I think the Nanty is underrated by those who spend most of their time on harder rivers. Some of the rapids called class 2, such as Bump upstream of Lesser Wesser, are really low class 3s if the ratings are strictly applied according to stated language.

We love the Nantahala
You can run it with any type boat that you want.

If you have a sink, you will need a skirt.

We run it all the time with our little 9 foot Keowees with skirts.

Also many times with our OT Disco with air bags.

You absolutely need a farmer john wet suit and booties. The water will freeze your croakies off.

After you put in, and get out on the main river, immediately head for the right hand bank before you get to the turn, or else you will either swim when you hit the rocks in the middle of the river or if you can keep your cool go by them backwards.

I wouldn’t advise going through the falls, (two eight foot drops near the end) unless you study them carefully.

If you do run them, stay on river left as you enter, and then head diagonally right across them.

There are many great wave trains that are a blast, and will keep you whooping and hollering all the way through them.

Don’t go on a weekend. It is a zoo.

If you want to go in the middle of the week, give us a shout, and if we have a free day we’ll join you.



Again, I strongly suggest putting in
BELOW Pattons Run. When you come around that bend, even if you are over toward the right, you get very little time to size up the situation and put your craft in the right place. Pattons Run hits people when they are not fully warmed up.
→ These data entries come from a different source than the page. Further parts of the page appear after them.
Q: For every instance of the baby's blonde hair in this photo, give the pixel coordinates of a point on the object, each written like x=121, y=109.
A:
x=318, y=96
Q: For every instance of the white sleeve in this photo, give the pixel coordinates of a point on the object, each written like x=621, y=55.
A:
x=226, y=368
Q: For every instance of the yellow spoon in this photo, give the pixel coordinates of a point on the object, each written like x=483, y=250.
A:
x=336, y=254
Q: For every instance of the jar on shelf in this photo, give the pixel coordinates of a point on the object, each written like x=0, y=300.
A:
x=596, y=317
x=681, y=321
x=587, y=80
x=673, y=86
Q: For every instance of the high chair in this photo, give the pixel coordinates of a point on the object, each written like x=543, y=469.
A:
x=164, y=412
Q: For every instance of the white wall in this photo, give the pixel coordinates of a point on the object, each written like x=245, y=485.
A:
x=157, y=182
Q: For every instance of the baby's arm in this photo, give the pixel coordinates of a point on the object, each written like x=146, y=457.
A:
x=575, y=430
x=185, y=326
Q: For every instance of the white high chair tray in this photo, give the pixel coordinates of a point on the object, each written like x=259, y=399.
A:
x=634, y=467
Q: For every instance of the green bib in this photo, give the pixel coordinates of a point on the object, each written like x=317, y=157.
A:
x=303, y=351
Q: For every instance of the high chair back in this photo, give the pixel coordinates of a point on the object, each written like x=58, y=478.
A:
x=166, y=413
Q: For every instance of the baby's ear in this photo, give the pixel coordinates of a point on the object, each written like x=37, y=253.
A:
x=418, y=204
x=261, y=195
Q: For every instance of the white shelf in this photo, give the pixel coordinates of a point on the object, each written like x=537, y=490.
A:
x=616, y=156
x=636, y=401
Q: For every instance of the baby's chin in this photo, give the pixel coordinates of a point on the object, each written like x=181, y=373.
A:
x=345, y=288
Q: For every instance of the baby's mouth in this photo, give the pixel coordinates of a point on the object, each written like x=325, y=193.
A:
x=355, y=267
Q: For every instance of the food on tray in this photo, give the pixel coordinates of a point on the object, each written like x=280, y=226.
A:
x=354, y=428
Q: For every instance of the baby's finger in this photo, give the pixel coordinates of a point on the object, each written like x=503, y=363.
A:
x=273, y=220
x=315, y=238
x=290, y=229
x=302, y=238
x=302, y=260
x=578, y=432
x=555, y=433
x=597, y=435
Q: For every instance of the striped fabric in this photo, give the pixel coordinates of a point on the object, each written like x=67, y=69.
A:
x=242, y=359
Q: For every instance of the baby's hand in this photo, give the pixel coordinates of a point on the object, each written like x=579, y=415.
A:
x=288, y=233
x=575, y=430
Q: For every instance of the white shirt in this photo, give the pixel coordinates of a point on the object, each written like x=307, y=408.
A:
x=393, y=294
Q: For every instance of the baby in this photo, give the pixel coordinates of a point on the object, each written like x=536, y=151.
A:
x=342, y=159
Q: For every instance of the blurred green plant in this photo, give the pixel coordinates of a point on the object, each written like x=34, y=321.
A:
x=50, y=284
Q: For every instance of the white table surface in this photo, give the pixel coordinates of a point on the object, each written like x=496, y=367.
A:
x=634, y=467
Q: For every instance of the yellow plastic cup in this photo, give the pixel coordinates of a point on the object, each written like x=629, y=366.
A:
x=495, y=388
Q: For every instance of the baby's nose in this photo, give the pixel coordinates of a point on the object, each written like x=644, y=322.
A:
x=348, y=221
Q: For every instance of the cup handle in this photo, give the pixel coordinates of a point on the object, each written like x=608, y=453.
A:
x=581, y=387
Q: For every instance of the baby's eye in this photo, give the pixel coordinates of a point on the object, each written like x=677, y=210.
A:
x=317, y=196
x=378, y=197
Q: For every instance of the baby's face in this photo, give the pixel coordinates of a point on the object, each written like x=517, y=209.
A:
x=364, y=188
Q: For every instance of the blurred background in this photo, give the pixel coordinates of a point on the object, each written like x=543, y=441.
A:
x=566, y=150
But then – you miss the whole experienc
If you had warned me thirty years ago, I never would have had that experiece of keeping the boat straight going through the turn backwards.




– Last Updated: Jul-20-09 12:38 AM EST –

Highway 74/19 runs along the Nantahala all the way from near the powerhouse down to the takout at the Nanatahala Outdoor Center, so you can put in or take out anywhere you can find a place to park your car, and there are multiple pull offs along the highway.

Make sure you do take out at NOC. You probably don't want to run Wesser Falls (AKA Worser Wesser) not to be confused with Class III Nanatahala Falls (AKA Lesser Wesser).

If you plan to run the river more than just one day, you may want to buy a season pass which is just $5 as opposed to the $1 day pass.

Before you take a 16 foot kayak on the Nantahala, I would ask yourself how skilled you are in boat control. You would certainly be able to negotiate the rapids in it, but the upper third or so of the Nantahala especially has pretty brisk current and quite a few rocks. The rocks are sometimes hard to spot and come up on you quickly, and turning a boat of that length to avoid them takes some skill in boat handling and water reading. A 16 footer can often be more effectively maneuvered around rocks by side-slipping.

The Tarpon is not the most
maneuverable boat, but usually, once I have the line,it runs little rapids pretty well without much guidance.It would be an interesting trip.

Running lines without much guidance
… and class III don’t go together, or maybe I just need a smarter boat …

Bring a Swifty, instead. I hear great
things about the Swifty and class 3. Other rec boats don’t have that level of street cred.


Were you there Sunday?
Saw a few rec boats on the Nantahala yesterday and they appeared to be doing fine. They weren’t close enough for me to tell what they were, but they did have spray skirts. They were near whirlpool rapid, didn’t see them go through the falls. I also saw “wreck” boats at the falls. With the usual summer crowd, many bodies and boats were separated there. There’s an easy place to stop above the falls to scout and/or takeout.

My first trip on the Nanty was in a 15’ Grumman aluminum canoe with inner tubes for floatation, and I probably bailed more than I paddled. If that boat can do it anything can, I sure would have appreciated a plastic rec kayak then. 30-something years later I’m in my Jackson 4fun. Just thankful I can still do it in any boat.

Believe me Jim…
You can do it in any boat that floats.

They put newbies who have never been in any kind of boat in their lives in “duckies” and they have a ball.

Like another poster said, just don’t go through the falls at the end unless you feel confident.

There is plenty of warning and a great place to take out just before them.

These posters that poo poo the rec boats doing the Nanty don’t have a clue as to how much fun it is in a 9 foot rec kayak with a skirt.